Orange cosmos (Cosmos sulphureus) is an annual plant that grows from one to seven feet tall and produces yellow or orange bowl-shaped flowers that grow to two to three inches in diameter. It is a native of the deserts in Mexico and drought resistant, but in times of drought the growth will be stunted. The plant needs full sun and likes sandy soils, but can take other types as well. Orange cosmos is hardy in all of the zones in Florida and is a favorite of butterflies.
Purple heart (Tradescantia pallida) is also known as purple queen. It is an evergreen ground cover that is a native of Mexico. The plant produces leaves that grow from three to five inches long and one inch wide, that are purple on top and violet on the bottom and pale orchid--pink flowers that measure less than an inch. The flowers will bloom as long as the weather is warm, but they will only be open in the morning. The stems hold water, helping the plant live through a drought, although it prefers consistent moisture.
Purple heart prefers sandy soil, but can take rocky soils as well and does its best in full sun, but can take a small amount of shade. It can be used under palm trees, in rock garden to give a tropical effect. The plant is hardy in all the zones in Florida.

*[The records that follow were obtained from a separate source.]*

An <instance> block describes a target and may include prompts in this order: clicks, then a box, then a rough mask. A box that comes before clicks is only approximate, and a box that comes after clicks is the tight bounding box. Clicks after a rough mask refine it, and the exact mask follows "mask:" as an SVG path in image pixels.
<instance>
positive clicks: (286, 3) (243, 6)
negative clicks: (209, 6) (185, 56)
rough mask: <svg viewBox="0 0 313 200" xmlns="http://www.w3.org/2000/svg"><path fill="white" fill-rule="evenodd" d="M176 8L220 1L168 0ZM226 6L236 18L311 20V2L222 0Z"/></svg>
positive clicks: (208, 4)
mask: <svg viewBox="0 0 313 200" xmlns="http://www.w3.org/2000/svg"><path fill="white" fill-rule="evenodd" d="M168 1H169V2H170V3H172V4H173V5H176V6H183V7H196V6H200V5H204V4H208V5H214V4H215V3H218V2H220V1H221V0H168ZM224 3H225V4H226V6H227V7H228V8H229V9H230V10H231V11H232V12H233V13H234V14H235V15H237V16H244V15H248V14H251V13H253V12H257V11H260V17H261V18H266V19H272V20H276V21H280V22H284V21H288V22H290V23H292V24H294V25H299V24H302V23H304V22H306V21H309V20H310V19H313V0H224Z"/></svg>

Coral plant (Jatropha multifida) is also known as the physic nut and Guatemala rhubarb. It is a shrub or small tree that grows from six to 20 feet tall. The plant produces leaves that are dark green on top and white below and grow up to 12 inches wide and coral colored flowers that grow in clusters on long stalks. The coral plant blooms all year long and the more heat, the more it will bloom. It is a native of Mexico, Central America and Brazil, likes full sun to partial shade and a sandy well-drained soil. The plant is resistant to drought once it is established and can only be grown in zone 10 in Florida.